Eleven Toxic Parental Behaviors

  1. Be their lawyer. No matter what they do, defend them. Be their advocate…right or wrong.
  2. Be their banker. Finance all their wants. This will give them a sense of entitlement, which will last them for the rest of their lives.
  3. Be their insurance company. Any time they make a mistake, you pay the price. They have the party…you have the hangover.
  4. Be their agent. Cut the best deal for them. Use your personal contacts and influence to be sure that they rise to the top.
  5. Be their mechanic. If anything in their life is broken, you fix it…even if they broke it themselves. That way they will never have to learn about “consequences.”

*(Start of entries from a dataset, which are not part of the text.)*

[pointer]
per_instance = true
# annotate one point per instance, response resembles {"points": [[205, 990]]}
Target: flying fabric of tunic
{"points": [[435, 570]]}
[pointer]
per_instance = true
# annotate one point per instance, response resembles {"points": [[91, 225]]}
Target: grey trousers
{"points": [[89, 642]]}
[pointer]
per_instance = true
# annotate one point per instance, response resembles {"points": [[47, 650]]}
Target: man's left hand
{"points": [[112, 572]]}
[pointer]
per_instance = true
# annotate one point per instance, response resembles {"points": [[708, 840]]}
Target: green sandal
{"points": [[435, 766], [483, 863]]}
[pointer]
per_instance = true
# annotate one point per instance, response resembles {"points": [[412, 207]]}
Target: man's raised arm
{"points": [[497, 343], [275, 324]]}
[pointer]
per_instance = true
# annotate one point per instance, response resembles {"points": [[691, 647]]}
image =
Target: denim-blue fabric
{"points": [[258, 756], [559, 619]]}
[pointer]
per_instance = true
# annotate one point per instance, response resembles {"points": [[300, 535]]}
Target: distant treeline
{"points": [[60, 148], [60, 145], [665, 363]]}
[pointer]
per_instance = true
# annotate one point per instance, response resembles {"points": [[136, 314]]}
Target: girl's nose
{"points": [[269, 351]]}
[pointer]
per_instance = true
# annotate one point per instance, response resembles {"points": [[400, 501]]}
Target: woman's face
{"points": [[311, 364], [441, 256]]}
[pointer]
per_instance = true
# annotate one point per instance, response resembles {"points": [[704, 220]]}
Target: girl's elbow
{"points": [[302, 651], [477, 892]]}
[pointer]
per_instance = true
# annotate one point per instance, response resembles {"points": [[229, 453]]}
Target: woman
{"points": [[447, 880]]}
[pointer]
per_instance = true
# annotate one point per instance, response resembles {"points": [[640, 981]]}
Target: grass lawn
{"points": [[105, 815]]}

  6. Be their administrative assistant. Every child needs a personal secretary. Be sure to let them delegate their responsibilities to you. Always do their homework for them…that way they can make the “Honor Roll.”
  7. Be their butler. Learning how to manage servants will be important as they grow up and become successful. Let them start with you.
  8. Be their apologist. Put your best “spin” forward. Make excuses for their bad behavior. Blame the teacher, the school, the community, the Republicans, the Democrats…anybody, but your child.
  9. Be their emotional doormat. They have a bad day and you pay the price. They want respect from everyone, but refuse to give it to you.
  10. Be their fairy godparent. Turn pumpkins into coaches. Wave your wand and make it happen. After all, making them “happy” is your primary function in life.
  11. Fail to share your belief system with your child. They will have a system of belief. The question becomes who will teach it to them and what will it be. People act out of what they believe…in their hearts. The difference between Hitler and Mother Theresa was a matter of belief.